Um, context management is iterative. Uh, we are still learning. I think everybody should continue to learn and lean in and try to optimize their context management. Um, the few things that I think are really clear is that context engineering really does matter. Memory matters and evaluation matters. If you're going to take anything away from me or us at Arise, it's those three things. And that's um from our experience as well as our experience with all of our user base.
And finally, uh agents don't fail because of prompts, they fail, uh because of context. I think that's something that uh we've learned firsthand and that we're seeing more and more. In the early days, prompts were everything. Everybody was focused on prompt engineering, but ourselves and all of our users are really focused now on context engineering. Um and there's a lot of strategies uh that can go into that.

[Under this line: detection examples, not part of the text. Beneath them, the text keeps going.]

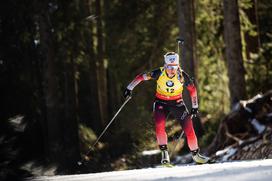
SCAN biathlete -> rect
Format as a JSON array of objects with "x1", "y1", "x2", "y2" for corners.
[{"x1": 124, "y1": 52, "x2": 209, "y2": 164}]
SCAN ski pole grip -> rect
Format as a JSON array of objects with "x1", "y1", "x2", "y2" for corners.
[{"x1": 177, "y1": 38, "x2": 184, "y2": 45}]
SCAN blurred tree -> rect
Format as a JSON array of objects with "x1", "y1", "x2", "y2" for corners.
[
  {"x1": 39, "y1": 1, "x2": 62, "y2": 162},
  {"x1": 224, "y1": 0, "x2": 246, "y2": 106}
]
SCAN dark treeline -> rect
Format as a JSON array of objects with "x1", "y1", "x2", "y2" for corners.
[{"x1": 0, "y1": 0, "x2": 272, "y2": 178}]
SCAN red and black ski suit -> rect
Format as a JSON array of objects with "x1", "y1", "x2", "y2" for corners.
[{"x1": 127, "y1": 67, "x2": 198, "y2": 151}]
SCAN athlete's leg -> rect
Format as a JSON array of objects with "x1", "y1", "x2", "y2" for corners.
[
  {"x1": 180, "y1": 114, "x2": 198, "y2": 151},
  {"x1": 153, "y1": 102, "x2": 170, "y2": 164},
  {"x1": 153, "y1": 102, "x2": 167, "y2": 145},
  {"x1": 170, "y1": 103, "x2": 198, "y2": 151}
]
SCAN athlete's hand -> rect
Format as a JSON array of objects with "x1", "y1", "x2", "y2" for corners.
[
  {"x1": 123, "y1": 88, "x2": 132, "y2": 99},
  {"x1": 191, "y1": 108, "x2": 198, "y2": 117}
]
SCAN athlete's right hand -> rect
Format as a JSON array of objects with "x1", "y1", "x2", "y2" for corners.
[{"x1": 123, "y1": 88, "x2": 132, "y2": 99}]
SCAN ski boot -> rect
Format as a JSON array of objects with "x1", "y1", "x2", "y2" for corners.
[
  {"x1": 191, "y1": 149, "x2": 210, "y2": 164},
  {"x1": 160, "y1": 145, "x2": 170, "y2": 165}
]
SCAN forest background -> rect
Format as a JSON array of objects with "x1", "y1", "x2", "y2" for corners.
[{"x1": 0, "y1": 0, "x2": 272, "y2": 174}]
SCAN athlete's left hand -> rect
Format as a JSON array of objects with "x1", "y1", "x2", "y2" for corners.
[{"x1": 191, "y1": 108, "x2": 198, "y2": 117}]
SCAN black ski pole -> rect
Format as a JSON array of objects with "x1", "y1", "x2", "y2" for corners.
[
  {"x1": 169, "y1": 131, "x2": 184, "y2": 158},
  {"x1": 177, "y1": 38, "x2": 184, "y2": 56},
  {"x1": 77, "y1": 97, "x2": 131, "y2": 165}
]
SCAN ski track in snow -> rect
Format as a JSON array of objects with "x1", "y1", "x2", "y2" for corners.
[{"x1": 32, "y1": 159, "x2": 272, "y2": 181}]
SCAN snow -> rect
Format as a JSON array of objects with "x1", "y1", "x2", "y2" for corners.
[
  {"x1": 142, "y1": 150, "x2": 161, "y2": 156},
  {"x1": 215, "y1": 146, "x2": 237, "y2": 161},
  {"x1": 30, "y1": 159, "x2": 272, "y2": 181}
]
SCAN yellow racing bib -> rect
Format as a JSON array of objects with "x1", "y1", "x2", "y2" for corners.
[{"x1": 156, "y1": 67, "x2": 184, "y2": 97}]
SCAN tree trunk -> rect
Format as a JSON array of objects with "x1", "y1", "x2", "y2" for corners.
[
  {"x1": 177, "y1": 0, "x2": 203, "y2": 136},
  {"x1": 39, "y1": 6, "x2": 62, "y2": 162},
  {"x1": 177, "y1": 0, "x2": 197, "y2": 78},
  {"x1": 95, "y1": 0, "x2": 108, "y2": 126},
  {"x1": 85, "y1": 0, "x2": 102, "y2": 133},
  {"x1": 245, "y1": 0, "x2": 260, "y2": 60},
  {"x1": 224, "y1": 0, "x2": 246, "y2": 107},
  {"x1": 63, "y1": 53, "x2": 80, "y2": 168}
]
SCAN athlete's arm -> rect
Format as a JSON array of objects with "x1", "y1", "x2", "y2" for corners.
[
  {"x1": 182, "y1": 71, "x2": 198, "y2": 108},
  {"x1": 127, "y1": 69, "x2": 161, "y2": 90}
]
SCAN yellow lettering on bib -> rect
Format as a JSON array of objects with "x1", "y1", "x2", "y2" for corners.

If you want to try out Rise, just want to give a QR code to try it out, you can try out Alex, um, our agent. U, we're downstairs at the booth. If you'd like to see a demo, especially of Alex, I'd be happy to give it. But I wanted to just leave some time to honestly be able to have, you know, some Q&A and answer some questions.
>> Yeah. Question.
that came out.
>> Hey, thank you. It was a great talk. Um, one of the things that came out with the claw code leak was how much effort they've put into not invalidating the cache with their context management? Are you doing work on that as well or how are you thinking about that?
>> Yeah, I think right now we're really trying to focus on the long-term memory stuff. We haven't gone too much into the cache. Basically, we have it saved off in a database with IDs. And so, what Alex can do is it has a tool where it has all the IDs and like where in the conversation it needs to access. So, was it early on, how many messages, and it gets a little bit of a preview. Um, so that's how we've done it right now. I absolutely think we're going to have to get a little bit more sophisticated and invest in that. But right now, it's working. So, we're kind of focused more on the long-term memory because I feel like that's where I'm getting the most complaints.
Yeah. Any other questions?
All right. Well, come find me downstairs if you have any questions. Thanks so much for the the time.